Women with normal/healthy length (~24-36) ovulatory cycles, and relatively succinct windows of increasingly fluid cervical mucus, will likely find them to be most accurate. In some cycles, something calls LUFS (luteinized unruptured follicle syndrome) may occur, where everything looks to have occurred as intended, however the follicle containing the ovum never actually ruptured, even though it was luteinized by LH, thereby releasing progesterone and giving the appearance on charts of an ovulatory cycle (except that with LUFS, the luteal phase may extend beyond 18 days without a pregnancy). In this case, a woman would have seen a positive LH, but in actually ovulation never occurred. It’s not super common, but it can happen!

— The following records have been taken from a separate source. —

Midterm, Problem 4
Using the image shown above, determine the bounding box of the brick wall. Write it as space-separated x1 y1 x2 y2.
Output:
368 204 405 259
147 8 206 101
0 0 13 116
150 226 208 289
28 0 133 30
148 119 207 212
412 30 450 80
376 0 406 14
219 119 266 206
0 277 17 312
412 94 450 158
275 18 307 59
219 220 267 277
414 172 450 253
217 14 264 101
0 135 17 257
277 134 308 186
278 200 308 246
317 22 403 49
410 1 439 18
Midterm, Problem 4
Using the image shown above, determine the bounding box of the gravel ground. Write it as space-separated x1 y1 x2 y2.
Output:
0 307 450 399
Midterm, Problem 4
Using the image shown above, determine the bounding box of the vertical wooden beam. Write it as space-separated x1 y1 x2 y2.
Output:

Additionally, women with PCOS may also find LH testing to be less helpful. With PCOS, a woman has androgen excess, and her cycles are often seen to have multiple FSH launches, resulting in multiple POCs (points of change) that never result in ovulation. In this case, she may see multiple positive LH tests over the course of a very long cycle, but of course she wasn’t ovulating with every single positive LH test (ovulation can only happen once per cycle, and once it does, it will be followed by a luteal phase and subsequently menstruation within about 2 weeks on average).
By working with a trained FAM educator, you can learn when to use LH tests, and when to start and stop testing in a given cycle. You’ll also learn when they may not be the most helpful thing. LH testing is an optional additional biomarker, unlike cervical mucus which is absolutely necessary!